# GFCI Mystery



## Rongr (Sep 6, 2011)

I have a small studio apartment in the back yard that I use for guests. There is a GFCI in the bathroom that controls three other plugs. The three plugs that operate off the GFCI are not working but the GFCI is working and I have tested and reset the GFCI. I also checked the breaker that controls the GFCI. Can the GFCI malfunction and still be working and not sending power to the other three plugs? 

Please help.


----------



## SABL (Jul 4, 2008)

First, you have to be sure that the GFCI controls the other outlets. If the outlets are in locations that do not require ground fault protection there is no reason for them to be wired into that circuit. If they are wired in with the bathroom GFCI the problem will be the connection that feeds the next outlet in line or the next outlet. Turn off the breaker that controls the GFCI and inspect the connections for that outlet. Make sure the power is off!! Use a known working appliance and test for power if you do not have a test light. If there are only two wires (conductors) and a ground wire in that box, the problem is not there. Make sure the connections are tight.....white wires connected to the silver screws and colored wires (commonly black or red*) on the bronze color screws. 

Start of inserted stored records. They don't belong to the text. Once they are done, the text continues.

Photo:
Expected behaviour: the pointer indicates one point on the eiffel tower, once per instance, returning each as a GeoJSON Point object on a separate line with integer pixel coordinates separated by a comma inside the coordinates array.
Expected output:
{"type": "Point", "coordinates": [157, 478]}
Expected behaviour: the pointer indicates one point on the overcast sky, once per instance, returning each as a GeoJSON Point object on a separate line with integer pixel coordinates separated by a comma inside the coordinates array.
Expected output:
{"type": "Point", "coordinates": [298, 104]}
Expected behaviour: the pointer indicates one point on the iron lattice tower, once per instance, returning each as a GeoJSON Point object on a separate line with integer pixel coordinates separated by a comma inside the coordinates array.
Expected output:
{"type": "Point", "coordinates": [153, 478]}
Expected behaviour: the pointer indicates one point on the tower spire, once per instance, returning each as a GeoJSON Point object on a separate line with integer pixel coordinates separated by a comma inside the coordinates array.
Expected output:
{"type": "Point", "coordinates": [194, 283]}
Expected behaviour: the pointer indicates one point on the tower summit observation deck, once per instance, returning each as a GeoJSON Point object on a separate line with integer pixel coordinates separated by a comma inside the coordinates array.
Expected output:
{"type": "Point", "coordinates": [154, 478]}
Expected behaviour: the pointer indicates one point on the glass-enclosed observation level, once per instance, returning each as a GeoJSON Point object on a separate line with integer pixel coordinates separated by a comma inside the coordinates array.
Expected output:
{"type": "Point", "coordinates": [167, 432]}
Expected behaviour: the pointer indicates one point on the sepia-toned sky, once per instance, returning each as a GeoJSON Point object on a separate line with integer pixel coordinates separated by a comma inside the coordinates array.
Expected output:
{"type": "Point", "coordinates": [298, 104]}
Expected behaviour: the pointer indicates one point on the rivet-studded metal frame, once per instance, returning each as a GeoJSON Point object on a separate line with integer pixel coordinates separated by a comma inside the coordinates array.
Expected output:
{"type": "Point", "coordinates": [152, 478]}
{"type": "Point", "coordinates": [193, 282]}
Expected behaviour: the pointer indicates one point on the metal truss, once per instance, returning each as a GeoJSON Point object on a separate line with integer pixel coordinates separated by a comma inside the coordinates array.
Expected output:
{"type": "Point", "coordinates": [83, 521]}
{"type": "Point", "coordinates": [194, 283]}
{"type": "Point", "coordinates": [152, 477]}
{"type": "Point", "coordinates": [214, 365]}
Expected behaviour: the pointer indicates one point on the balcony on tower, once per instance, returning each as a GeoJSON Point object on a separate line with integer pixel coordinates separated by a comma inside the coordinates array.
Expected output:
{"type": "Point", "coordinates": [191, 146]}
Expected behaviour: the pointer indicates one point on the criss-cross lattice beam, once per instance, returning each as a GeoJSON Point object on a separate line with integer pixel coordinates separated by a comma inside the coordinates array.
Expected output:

*Red will indicate a 3 wire cable in most cases.


----------



## Chev454ss (Dec 30, 2011)

Yes your GFCI could be malfunctioning. As was said previously turn off power and get the GFCI out to inspect connections. If you have any type of voltage tester (and know how to use it safely) turn the power back on and read the voltage on the load side of the GFCI with the "test button" pushed so no current should pass. Then reset the GFCI and make sure your load side has 110 volts. 
Are you sure the outside recepticle is on the same circuit? It shouldn't be, as per National Electric Code (on homes built after 1993) the bathroom is required to be on a seperate 20 amp circuit. Your outdoor recepticles should be on a seperate 20 amp circuit also, with GFCI protection.


----------



## Basementgeek (Feb 7, 2005)

Lets hope the poster has it figured out since this topic is about 4 months old.

BG


----------